There, Ramroop sewed in the workroom, but he really wanted to be out front. Packing himself off to the London College of Fashion, he completed the three-year course in two years – and received a diploma of distinction, created just for him. Nevertheless, he still found himself struggling to get jobs. Ramroop attributes his difficulties not to overt racism on the Row but, rather, to a lack of “confidence that [employers could] keep customers if they had a Trinidadian in the front of the shop”.

New employer Maurice Sedwell had him mainly doing admin and alterations, until Ramroop finally convinced his boss that he needed to be present at fittings to suggest improvements.
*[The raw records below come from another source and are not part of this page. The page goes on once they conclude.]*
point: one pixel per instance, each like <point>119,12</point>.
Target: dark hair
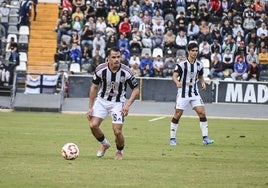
<point>114,49</point>
<point>192,45</point>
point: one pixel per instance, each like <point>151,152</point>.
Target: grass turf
<point>31,143</point>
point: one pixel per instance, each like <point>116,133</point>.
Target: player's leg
<point>198,106</point>
<point>117,122</point>
<point>99,113</point>
<point>181,105</point>
<point>119,140</point>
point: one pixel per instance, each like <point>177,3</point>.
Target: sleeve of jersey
<point>132,82</point>
<point>96,80</point>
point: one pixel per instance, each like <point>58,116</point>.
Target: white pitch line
<point>155,119</point>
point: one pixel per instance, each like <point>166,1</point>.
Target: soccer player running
<point>186,75</point>
<point>110,99</point>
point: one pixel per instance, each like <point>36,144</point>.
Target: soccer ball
<point>70,151</point>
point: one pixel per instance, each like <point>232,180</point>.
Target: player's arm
<point>202,80</point>
<point>135,91</point>
<point>176,74</point>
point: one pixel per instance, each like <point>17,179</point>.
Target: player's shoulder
<point>101,67</point>
<point>126,68</point>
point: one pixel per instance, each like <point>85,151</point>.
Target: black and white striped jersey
<point>188,76</point>
<point>114,85</point>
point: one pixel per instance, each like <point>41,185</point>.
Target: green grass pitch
<point>31,142</point>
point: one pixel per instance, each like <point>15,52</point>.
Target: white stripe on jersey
<point>188,76</point>
<point>113,85</point>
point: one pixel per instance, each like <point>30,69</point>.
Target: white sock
<point>173,130</point>
<point>204,128</point>
<point>105,142</point>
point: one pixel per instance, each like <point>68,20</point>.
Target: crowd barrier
<point>164,90</point>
A fitting with MP Mark Lennon- Boyd, then Parliamentary private secretary to the Secretary of State for Energy, finally opened the doors to the wardrobes of the rich and powerful that young Ramroop had dreamt of.
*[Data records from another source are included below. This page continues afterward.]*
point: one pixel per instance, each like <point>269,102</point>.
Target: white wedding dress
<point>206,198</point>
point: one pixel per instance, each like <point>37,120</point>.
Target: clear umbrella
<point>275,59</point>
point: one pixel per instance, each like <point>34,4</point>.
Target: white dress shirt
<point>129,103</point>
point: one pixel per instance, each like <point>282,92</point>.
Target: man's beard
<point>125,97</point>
Soon, he was doing fittings for six members of then-PM Margaret Thatcher’s Cabinet, and further went on to make clothes for Diana, Princess of Wales – most famously the inky blue cashmere jacket she wore for her 1995 Panorama interview with Martin Bashir – and a host of celebrity names.

The relationship between tailor and customer is of the utmost importance to Ramroop – who was the first to coin the term ‘bespoke tailors’ in 1994 – and one he believes has shifted since the pandemic. It’s been “a real challenge. Our core business, the clothing, is very relationship based, very touchy feely… And then suddenly no one’s allowed to travel.”
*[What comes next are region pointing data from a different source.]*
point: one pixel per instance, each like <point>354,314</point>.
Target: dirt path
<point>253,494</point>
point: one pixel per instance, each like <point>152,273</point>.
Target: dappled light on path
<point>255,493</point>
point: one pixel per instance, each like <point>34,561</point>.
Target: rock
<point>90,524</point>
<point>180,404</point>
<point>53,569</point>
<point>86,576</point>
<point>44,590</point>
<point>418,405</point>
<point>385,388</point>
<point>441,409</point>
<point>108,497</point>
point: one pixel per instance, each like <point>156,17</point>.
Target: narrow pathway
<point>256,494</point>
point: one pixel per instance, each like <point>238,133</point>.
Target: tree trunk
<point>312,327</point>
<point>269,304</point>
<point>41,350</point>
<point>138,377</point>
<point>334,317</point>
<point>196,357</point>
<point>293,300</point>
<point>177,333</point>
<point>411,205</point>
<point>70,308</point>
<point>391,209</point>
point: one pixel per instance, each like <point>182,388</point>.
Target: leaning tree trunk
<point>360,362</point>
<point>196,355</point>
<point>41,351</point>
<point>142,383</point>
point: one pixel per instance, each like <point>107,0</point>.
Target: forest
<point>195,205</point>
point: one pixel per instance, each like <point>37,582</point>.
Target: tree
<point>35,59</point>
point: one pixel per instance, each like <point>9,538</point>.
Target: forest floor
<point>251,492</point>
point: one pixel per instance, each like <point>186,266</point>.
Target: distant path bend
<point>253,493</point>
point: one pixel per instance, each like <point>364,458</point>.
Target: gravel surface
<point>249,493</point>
With 70% of the business being export, the travel ban made things tricky. “As soon as I was able, I popped on a plane and went off to the US to get reacquainted with some customers.” Thankfully, the orders are pouring in.

In terms of style, Ramroop thinks sophistication of tailoring will return as we emerge from the pandemic and start to pack away our leisure wear.

“There’s so much in the wardrobe to be worn and has not been worn. People want to get back to some semblance of normality. But it won’t be throwaway clothing,” he says. “Customers really want to wear something that not only looks good, but actually feels fantastic to wear. People want to wear luxury now. We are committed to delivering excellence so that is what we deliver.”

Perhaps people are redefining their style to psychologically lift them out of this time – a reset, to change how they want to be seen. “That is actually happening,” he confirms, adding that sports jackets and tailored jeans seem to be especially popular. “I work on expressing an individuality for customers.” For Ramroop, a customer does not come to Maurice Sedwell to buy a suit but rather, “to commission a sartorial image”.

The Bond-loving tailor is recently returned from New York, having been invited to talk on the importance of 007’s sartorial image. “Bond’s image is one of sophisticated elegance, but it’s also to some extent a little deceiving, because you’d get the impression he’s a businessman. This is the secret agent in all of us… a suit can also be a disguise.”

Oh, and incidentally: Connery was his favourite Bond, From Russia With Love his favourite film but Daniel Craig in Casino Royale was his best-dressed 007.